An Israeli court has upheld a deportation order against regional Director of Human Rights Watch (HRW), Omar Shakir, citing Israel's anti-BDS law.
The Jerusalem District Court yesterday rejected Shakir's appeal against his deportation order, which was issued against him for his alleged support of the Boycott, Divestment and Sanctions (BDS) movement.
Under an Israeli law passed in 2017, any foreigner who "knowingly issues a public call for boycotting Israel" can be prevented from entering the country or obtaining a residency or work visa. This law has been used against a number of high profile activists since its implementation, including Jewish-American activist Ariel Gold and Spanish activist Ana Sanchez Mera who were detained at Israel's Ben Gurion Airport and subsequently deported.
Israel has used this law to wage a two-year campaign against Shakir, a US citizen of Iraqi origin who has worked as HRW's Israel and Palestine director since 2016. Israel claims that, while holding this position, Shakir sought to travel to Bahrain to promote a boycott of Israel at the 2017 International Federation of Association Football (FIFA) conference. It also argues that he previously attempted to establish an organisation calling for the boycott of Israel while studying at Stanford University in the US.
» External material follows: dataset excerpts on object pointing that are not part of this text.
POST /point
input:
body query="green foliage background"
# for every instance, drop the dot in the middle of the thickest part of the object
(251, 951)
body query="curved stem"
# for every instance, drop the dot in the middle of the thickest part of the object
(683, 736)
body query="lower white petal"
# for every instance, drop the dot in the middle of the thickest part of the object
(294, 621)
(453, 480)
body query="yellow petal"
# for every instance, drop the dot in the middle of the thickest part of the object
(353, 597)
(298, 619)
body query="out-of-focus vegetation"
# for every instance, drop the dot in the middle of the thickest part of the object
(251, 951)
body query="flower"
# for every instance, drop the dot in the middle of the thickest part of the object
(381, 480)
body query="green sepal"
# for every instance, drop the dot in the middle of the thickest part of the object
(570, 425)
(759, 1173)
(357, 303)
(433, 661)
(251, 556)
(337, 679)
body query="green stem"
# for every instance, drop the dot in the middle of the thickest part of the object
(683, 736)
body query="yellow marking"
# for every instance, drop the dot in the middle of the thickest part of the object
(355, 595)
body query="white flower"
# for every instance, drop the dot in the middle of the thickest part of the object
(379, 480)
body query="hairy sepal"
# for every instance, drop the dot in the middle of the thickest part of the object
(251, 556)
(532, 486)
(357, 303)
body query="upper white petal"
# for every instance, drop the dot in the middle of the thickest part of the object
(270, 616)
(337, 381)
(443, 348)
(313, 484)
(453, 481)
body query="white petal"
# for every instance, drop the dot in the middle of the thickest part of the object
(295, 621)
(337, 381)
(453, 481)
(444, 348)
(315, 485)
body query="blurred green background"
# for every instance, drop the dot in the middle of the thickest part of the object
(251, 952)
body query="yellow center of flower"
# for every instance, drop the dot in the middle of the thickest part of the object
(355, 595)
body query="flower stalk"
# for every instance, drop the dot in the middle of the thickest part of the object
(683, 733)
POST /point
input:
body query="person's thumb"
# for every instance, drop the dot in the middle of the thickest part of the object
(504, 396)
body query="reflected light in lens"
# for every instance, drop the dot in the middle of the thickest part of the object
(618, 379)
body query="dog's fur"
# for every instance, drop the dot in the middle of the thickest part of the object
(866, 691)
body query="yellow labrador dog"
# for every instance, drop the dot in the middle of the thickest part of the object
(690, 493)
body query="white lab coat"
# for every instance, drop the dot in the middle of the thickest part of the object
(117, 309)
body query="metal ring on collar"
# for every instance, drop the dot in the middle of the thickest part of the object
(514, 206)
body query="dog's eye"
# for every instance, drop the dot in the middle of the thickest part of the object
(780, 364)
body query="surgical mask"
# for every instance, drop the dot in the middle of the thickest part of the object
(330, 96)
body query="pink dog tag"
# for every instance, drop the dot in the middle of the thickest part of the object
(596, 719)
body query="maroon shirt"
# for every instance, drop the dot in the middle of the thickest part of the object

In May 2018, Israel's Interior Minister Aryeh Deri issued an order to cancel Shakir's work permit and deport him on the pretext of "his activity against Israel". The Jerusalem court yesterday upheld Deri's order, saying Shakir "continues his actions publicly to advance a boycott against Israel, but it's not on the stages at conferences or in university panels, rather through disseminating his calls to advance a boycott primarily through his Twitter account and by other means".
According to the Times of Israel, the court "cited Shakir's support on Twitter for Airbnb's decision to remove postings from Israeli settlements in the West Bank as an example". Airbnb vowed to de-list properties on illegal Israeli settlements in November, but earlier this month reneged on its decision after infamous legal organisation Shurat HaDin filed a lawsuit against the holiday rental giant.
Though Human Rights Watch protested against the court's decision, saying that it has called only for companies to cease operations in West Bank settlements because they "inherently benefit from and contribute to serious violations of international humanitarian law," the court claims the anti-BDS law also applies to boycotts of "areas under [Israel's] control".
Yesterday's ruling was the first time the anti-BDS law was applied to someone already residing in the country, as opposed to someone trying to enter Israel. HRW has vowed to take the issue to Israel's Supreme Court, with the organisation's Deputy Program Director, Tom Porteous, saying in a statement that the "Israeli authorities should focus on ending their serious human rights abuses rather than muzzling groups reporting on them".
Meanwhile Shakir's lawyer, Michael Sfard, said: "Today's ruling endangers the activities of all the international human rights organisations in Israel and in the occupied [Palestinian] territories […] the court has toed the line with a regime that seeks to silence criticism even at the cost of infringing on society's most important liberties. We will of course appeal."
If unsuccessful, Shakir will be required to leave Israel before 1 May.